The Warriors showed it. They won the first three points of the first-to-15 fifth set and led by two or more the whole way through, closing out the set and moving on when Caledonia’s Libby McMurphey misfired on a shot.
“I’m so thankful for the heart that my girls had to fight back and to push back especially when there’s an obstacle they had to get over,” Heubi said.
It wasn’t the first time. Like Caledonia, Corinth graduated a large senior class, and Heubi, who previously coached in Texas, wasn’t sure what her first Warriors roster was going to look like. Corinth was also forced to quarantine on two separate occasions because of COVID-19, throwing the Warriors’ season into disarray and forcing postponements and cancellations.
But Heubi’s team pushed through when it counted Saturday. On 13-11 in the fifth set, “stud” senior Kate Nakagawa unleashed a powerful kill, and the Warriors finished off the win two points later and got revenge on Caledonia, which knocked Corinth out of the playoffs last year.
The win over the Warriors sent Caledonia to the state semifinals for the first time in school history, and Brooks and her team had designs on meeting or exceeding that goal this season.
“Well, we ultimately wanted to continue to advance, but I’m very proud of them,” Brooks said. “Like I told them, too, ‘We could have been a team that didn’t have a season or whose season ended short.'”
It certainly could have ended two sets shorter than it did Saturday. Caledonia looked off-kilter in the first set, which Corinth won easily, and made many of the same self-inflicted mistakes in a close second set.
“That killed us,” Brooks said. “It’s not that they did anything specific; it was just that we made so many of our own errors — unforced errors especially.”
The errors proved especially costly when Caledonia regrouped to win the third and fourth sets, Brooks said. She and her players knew the match had already been theirs for the taking, and they’d missed their chance.
“Just based on the way they played, they knew they should have taken the first and second sets,” Brooks said. “In the fifth set, we shouldn’t have let our guard down.”
Still, she was happy to be able to send off the team’s six seniors — McMurphey, Zoe Hansen, Alexa Lindsey, Megan Chandler, Kordelia Bergstrom and Ella Clark — the right way. After seeing her daughter Tori and the Caledonia softball team hardly get in much of a senior season before the pandemic intervened, Brooks was glad for what her volleyball players went through together.

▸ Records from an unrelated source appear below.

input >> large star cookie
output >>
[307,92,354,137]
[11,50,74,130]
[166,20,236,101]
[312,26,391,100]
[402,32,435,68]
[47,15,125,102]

“Ultimately,” Brooks told her players after the match, “thank God we have these experiences and we have these memories and that COVID didn’t shut that down.”
New Hope 3, Center Hill 2
NEW HOPE — New Hope volleyball pulled off a comeback of its own Saturday evening to advance to the MHSAA Class 5A north state championship game.
The Trojans dropped the first and third sets against defending Class 5A champion Center Hill but rebounded to win the fourth and fifth sets and win the match 3-2.
Set scores were 13-25, 25-15, 20-25, 25-20 and 15-12.
Daylyn Nettles had 23 kills for New Hope, Micaela Hudgins had 10, and Madyson McBrayer had seven.
Annie Woolbright had 16 assists, and Marlee Davis had 11.
Kensley Woolbright had 39 digs to lead New Hope, and Hudgins had five assists.
New Hope will host Lake Cormorant in Tuesday’s semifinal game.